Чудесно, нереально, волшебно звучал его слабый хрипловатый голос. Будь я проклят, когда поют гимн, то стоят по стойке смирно, Кейтен пел свободно, пел счастливо, а все мы стояли в строю навытяжку. Он, наверняка, нас не видел, наверняка, он витал в одном из своих таинственных странствий… О, большая, свободная вода! Сердце билось от радости.

Засуха. Засуха стояла века. Будь я проклят, высохла вся земля. Все выгорело, клянусь. Пока длилась засуха, все вокруг онемело, обездвижело. Солнцу угодили прямо в сердце, оно плавилось. Истекало кровью. Каждый день мы смотрели, как солнце умирает. Будь я проклят, солнце умирало. Что будет, если солнце умрет, — такие дурацкие мысли рождались у нас. Если солнце умрет, правда ведь, на землю опустится тяжелая вечная тьма — погибнут и деревья, и зеленая трава и, конечно, не будет видно полета птиц и течения прозрачных вод. Все превратится в лед: деревья, травы, растения, воды, воздух, которым мы дышим, а, может быть, и само солнце. О, Боже, как мы боялись! А у солнца есть мать, — спросил какой-то простак. У всего на свете есть мать, — сказала нам матушка Верна Яковлеска, — и у солнца тоже. Да, конечно, у всего, мать — это самое прекрасное на свете. Но папочке Аритону Яковлескому такое объяснение не понравилось. Послушай, старая, — сказал он ей строго, едва сдерживаясь, чтобы не взбелениться окончательно, нечего мне тут святость разводить, знаешь же, что мы всех святых начисто. Будь я проклят, начисто. Тогда старушка ушла в свою комнатку и долго не появлялась. Засуха длилась сто, тысячу веков. Мы не видели ни Сентерлевой вершины, ни Большой воды. Все убегало, исчезало. Наверняка поэтому царила такая глухота, мы боялись. Будь я проклят, это был настоящий страх.

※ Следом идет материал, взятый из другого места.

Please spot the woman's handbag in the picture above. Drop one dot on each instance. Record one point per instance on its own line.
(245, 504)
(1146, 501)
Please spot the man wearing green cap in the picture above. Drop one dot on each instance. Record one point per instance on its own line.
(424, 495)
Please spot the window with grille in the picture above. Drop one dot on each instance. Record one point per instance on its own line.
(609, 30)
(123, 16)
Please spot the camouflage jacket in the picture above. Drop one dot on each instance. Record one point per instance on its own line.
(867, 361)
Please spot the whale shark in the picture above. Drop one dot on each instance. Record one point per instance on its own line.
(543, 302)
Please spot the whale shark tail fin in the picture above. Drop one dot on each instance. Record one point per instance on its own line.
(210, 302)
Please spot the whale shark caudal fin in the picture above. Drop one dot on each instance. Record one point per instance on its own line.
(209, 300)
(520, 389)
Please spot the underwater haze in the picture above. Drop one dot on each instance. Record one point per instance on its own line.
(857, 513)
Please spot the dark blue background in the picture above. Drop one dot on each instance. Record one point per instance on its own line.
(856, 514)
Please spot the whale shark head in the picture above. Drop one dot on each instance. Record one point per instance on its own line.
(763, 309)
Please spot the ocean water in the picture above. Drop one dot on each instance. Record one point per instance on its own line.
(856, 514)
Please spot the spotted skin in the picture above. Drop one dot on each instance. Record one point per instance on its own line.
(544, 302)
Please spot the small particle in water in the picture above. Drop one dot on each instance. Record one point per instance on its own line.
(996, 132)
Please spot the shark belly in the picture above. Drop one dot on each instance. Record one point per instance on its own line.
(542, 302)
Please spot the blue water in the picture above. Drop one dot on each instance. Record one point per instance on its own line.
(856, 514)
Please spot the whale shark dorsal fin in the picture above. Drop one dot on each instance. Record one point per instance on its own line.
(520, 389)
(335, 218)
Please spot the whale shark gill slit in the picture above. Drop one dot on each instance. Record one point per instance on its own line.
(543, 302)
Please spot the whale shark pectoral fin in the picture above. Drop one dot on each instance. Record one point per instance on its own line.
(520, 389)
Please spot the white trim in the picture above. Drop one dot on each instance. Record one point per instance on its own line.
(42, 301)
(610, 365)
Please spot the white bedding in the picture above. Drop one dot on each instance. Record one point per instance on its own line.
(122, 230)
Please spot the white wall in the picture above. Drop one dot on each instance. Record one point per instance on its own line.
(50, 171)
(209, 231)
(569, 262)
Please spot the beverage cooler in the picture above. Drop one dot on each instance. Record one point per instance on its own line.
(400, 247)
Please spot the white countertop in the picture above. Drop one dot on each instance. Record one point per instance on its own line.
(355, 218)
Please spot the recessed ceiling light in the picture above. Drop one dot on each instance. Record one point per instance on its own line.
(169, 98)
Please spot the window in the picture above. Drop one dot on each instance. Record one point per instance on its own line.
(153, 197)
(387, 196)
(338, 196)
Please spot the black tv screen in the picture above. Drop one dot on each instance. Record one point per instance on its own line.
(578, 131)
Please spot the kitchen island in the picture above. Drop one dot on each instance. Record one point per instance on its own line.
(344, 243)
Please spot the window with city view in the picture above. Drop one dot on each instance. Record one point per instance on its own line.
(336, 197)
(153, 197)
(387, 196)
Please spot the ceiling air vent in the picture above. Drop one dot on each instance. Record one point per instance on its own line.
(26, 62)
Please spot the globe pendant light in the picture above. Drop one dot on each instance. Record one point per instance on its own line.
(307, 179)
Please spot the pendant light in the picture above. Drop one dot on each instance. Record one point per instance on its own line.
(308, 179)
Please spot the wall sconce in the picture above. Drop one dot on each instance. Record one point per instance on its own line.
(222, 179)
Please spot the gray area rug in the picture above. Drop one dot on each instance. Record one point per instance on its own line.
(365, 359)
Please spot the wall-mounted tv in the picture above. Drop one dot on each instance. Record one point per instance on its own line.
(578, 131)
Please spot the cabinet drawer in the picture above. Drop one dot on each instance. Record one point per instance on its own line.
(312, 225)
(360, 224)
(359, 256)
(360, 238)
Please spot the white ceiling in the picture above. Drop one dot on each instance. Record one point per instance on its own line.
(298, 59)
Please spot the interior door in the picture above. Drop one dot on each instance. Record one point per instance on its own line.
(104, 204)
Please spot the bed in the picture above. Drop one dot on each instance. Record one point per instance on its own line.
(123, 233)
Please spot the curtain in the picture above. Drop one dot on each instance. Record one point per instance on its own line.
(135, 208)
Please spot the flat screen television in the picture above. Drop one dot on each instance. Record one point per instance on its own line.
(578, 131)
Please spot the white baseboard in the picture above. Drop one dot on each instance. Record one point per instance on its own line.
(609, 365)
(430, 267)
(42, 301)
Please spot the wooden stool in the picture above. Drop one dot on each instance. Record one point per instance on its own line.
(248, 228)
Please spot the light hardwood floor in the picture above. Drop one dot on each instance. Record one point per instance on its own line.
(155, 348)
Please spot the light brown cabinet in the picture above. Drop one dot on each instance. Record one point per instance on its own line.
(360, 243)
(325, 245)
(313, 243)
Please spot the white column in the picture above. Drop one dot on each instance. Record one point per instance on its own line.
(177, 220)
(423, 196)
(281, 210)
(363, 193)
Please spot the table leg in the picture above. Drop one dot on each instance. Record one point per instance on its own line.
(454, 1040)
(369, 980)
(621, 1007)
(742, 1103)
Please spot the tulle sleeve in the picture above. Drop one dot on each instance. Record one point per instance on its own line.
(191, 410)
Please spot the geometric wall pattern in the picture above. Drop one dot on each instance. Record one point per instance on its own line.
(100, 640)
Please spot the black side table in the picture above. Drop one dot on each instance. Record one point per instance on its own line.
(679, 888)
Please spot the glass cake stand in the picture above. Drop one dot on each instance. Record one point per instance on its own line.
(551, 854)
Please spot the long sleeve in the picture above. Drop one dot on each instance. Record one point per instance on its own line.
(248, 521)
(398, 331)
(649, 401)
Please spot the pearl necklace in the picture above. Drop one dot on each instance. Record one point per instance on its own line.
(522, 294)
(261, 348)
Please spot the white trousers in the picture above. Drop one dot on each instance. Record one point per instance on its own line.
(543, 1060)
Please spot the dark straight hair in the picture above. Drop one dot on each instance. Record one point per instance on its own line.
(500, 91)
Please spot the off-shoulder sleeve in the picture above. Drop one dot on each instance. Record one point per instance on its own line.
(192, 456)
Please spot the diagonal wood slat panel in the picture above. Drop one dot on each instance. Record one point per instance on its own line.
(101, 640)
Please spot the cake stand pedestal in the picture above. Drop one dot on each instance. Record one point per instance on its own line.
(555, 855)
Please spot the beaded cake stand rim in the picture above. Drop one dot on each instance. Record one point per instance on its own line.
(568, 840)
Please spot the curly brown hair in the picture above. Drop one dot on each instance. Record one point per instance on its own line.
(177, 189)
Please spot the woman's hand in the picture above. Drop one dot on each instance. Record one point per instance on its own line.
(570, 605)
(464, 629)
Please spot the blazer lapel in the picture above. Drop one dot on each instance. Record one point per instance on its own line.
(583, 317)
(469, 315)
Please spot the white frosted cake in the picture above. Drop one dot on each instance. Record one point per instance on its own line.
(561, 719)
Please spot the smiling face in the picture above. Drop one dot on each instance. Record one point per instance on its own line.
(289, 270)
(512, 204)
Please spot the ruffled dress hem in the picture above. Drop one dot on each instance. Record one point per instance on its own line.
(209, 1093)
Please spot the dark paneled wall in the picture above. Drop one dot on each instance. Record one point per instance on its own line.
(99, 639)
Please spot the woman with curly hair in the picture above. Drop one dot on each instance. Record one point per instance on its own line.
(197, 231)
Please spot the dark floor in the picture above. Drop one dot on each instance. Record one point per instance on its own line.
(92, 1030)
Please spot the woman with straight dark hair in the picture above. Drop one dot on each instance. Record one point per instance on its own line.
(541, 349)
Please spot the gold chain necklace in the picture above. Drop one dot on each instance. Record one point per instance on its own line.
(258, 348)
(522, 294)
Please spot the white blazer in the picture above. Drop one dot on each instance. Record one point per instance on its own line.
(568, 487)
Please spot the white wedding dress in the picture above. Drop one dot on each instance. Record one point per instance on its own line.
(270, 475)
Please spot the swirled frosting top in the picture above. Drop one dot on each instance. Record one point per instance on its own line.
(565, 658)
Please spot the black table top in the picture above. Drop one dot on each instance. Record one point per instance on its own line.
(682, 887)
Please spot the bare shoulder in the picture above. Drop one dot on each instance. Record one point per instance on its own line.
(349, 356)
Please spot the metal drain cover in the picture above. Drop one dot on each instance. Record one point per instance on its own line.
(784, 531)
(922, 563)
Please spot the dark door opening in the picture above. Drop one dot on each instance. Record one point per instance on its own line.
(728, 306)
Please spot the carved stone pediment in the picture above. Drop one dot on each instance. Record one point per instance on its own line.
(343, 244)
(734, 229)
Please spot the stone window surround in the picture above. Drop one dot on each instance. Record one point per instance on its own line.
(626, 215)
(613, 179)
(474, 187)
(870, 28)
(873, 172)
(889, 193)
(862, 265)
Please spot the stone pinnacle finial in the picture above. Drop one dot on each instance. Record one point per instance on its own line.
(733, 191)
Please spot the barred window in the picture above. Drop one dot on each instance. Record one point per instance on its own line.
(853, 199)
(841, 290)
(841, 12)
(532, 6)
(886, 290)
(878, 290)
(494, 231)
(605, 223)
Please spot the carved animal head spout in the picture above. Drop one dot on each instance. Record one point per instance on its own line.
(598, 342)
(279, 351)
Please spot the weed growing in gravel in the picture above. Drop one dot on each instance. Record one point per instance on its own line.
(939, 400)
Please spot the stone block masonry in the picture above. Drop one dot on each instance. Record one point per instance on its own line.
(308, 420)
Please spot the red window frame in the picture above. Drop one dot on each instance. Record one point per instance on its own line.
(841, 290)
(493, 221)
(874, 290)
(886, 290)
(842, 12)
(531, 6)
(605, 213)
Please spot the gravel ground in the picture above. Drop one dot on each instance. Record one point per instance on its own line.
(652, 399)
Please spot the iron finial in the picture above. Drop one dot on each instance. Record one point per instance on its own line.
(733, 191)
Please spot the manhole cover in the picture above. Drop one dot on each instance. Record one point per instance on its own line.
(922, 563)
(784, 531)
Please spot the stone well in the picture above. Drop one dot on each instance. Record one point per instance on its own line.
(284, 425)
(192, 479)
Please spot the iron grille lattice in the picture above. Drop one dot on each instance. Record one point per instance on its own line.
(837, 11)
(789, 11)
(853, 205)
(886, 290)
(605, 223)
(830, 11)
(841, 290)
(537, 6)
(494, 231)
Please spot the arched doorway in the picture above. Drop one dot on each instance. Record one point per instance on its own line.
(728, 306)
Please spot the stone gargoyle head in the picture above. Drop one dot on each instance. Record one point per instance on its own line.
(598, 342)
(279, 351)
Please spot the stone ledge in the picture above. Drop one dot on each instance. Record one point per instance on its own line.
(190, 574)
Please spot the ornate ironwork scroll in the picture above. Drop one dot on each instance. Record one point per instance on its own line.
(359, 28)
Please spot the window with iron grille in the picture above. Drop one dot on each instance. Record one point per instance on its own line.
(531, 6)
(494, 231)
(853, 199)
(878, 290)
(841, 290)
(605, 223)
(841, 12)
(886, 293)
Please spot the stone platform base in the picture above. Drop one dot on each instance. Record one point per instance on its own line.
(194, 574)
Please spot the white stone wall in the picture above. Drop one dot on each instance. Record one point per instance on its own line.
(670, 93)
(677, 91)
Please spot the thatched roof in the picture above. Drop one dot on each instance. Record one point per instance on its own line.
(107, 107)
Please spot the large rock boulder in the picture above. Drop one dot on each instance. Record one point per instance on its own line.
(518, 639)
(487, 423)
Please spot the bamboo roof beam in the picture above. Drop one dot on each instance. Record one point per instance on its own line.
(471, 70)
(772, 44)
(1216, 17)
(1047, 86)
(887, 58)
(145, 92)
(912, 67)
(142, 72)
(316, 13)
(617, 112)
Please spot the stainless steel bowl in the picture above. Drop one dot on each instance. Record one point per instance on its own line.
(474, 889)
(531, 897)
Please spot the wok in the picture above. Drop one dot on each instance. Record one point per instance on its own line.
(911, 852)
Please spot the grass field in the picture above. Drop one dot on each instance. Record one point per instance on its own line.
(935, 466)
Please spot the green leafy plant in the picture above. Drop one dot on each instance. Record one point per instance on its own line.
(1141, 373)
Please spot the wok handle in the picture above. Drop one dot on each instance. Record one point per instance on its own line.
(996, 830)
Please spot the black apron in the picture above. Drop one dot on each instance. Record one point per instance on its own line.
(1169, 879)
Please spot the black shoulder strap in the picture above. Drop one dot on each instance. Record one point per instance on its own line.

Рассказ об Оливере Срезоской и девочках, случай с трусами

Я давно уже хотел вам рассказать о товарище Оливере Срезоской, заместителе директора дома. Конечно, надо бы по порядку, она, в конце концов, этого заслуживает, но вы поймете, что иногда хочется избежать порядка. Да, убежать от порядка. Вот именно так, убежать, убежать, клянусь. Да и кто не прятался, не убегал от товарища Оливеры Срезоской?

Странное было создание, с женским именем, но определенно можно сказать, что в нем ничего не было красивого, нежного. Только одно знала — бесконечно выдумывать, проводить, осуществлять, реализовывать акции. Будь я проклят, только одно — акции. А как она умела их выдумывать, в этом она была непревзойденный спец. Нередко ее имя упоминалось в докладах, стенных газетах и местной печати. Товарища Оливеру Срезоску приводили как пример бесклассового общества, клянусь. Именно так, пример бесклассового общества.

Девочки перед ней тряслись, как лист на ветке. Будь я проклят, как лист на ветке. Если приказывала ползти, они без слов ложились на землю и делали, как им велели. Просто так, как прикажет товарищ Оливера Срезоска. В наказаниях она была мастерицей, это надо признать. Но простые, заурядные, обыкновенные наказания ее уже не удовлетворяли. Она сразу поняла — не стоит марать руки всякой обыденной мелочевкой. Товарищ Оливера Срезоска или проведет значительную акцию, или треснет. При этом товарищу Оливере во всем нужны были содержание, смысл. Ее жар был так силен, и в то же время так низок, мелок, так омерзителен, что она не могла просто так, без затей и мудрствований. Она орудовала как настоящий мастер, вкладывая в работу всю душу. Будь я проклят, она верила. За первые несколько месяцев она провела шесть таких акций, из которых две определенно останутся в истории дома.